The first time Cicero spoke from the Rostra was when he delivered his oration for the Manilian Law, A.U.C. 687, when in his forty-first year. After his assassination, the head and hands of Cicero were placed upon this Rostra, from where he had so often addressed the Romans—"that very Rostra, which he had made his own; nor was there a less concourse to see him there than had formerly been to hear him" (Florus, iv. 6). "That everybody might see them in the very place where he had formerly harangued with so much vehemence" (Dion Cassius, "Augustus").
THE ROSTRA.
The form of this Rostra is preserved to us, being represented on a coin.
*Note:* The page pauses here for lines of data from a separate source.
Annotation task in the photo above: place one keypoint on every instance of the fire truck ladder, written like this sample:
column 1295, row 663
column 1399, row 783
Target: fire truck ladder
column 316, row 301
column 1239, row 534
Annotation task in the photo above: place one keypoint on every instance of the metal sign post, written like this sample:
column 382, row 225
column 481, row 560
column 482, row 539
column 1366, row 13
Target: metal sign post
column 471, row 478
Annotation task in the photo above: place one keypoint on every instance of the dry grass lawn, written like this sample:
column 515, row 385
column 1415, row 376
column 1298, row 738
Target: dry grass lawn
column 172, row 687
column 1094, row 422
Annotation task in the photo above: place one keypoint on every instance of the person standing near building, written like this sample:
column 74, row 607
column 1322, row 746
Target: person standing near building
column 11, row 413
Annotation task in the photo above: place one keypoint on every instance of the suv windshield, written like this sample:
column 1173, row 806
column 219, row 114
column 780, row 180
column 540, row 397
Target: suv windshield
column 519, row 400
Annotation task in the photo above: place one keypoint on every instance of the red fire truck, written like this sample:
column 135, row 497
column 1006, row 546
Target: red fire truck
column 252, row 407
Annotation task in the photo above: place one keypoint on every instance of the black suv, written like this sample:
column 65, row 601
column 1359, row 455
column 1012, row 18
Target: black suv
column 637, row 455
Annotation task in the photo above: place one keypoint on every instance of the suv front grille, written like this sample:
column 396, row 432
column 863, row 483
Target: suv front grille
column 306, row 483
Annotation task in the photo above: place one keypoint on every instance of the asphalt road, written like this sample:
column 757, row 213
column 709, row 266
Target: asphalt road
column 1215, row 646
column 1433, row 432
There is an important passage in Pliny which shows the exact site of the Rostra, as it was used to mark the hour of noon. When the summoner caught sight of the sun passing the edge of the Rostra, he declared the hour of noon. A man standing on this site will roughly represent the Rostra, and as the gun fires at mid-day the edge of the sun can be seen coming past him by a person standing by the pedestal at the bank in front of S. Adriano, who will roughly represent the summoner. We have tried this numerous times with our audience, and it is the only spot on the Forum where it answers.
"The accensus of the consuls proclaiming mid-day aloud, as soon as, from the Senate House, he caught sight of the sun between the Rostra and the Græcostasis: he also proclaimed the last hour, when the sun had gone off the Mænian Column to the Prison" (Pliny, vii. 60).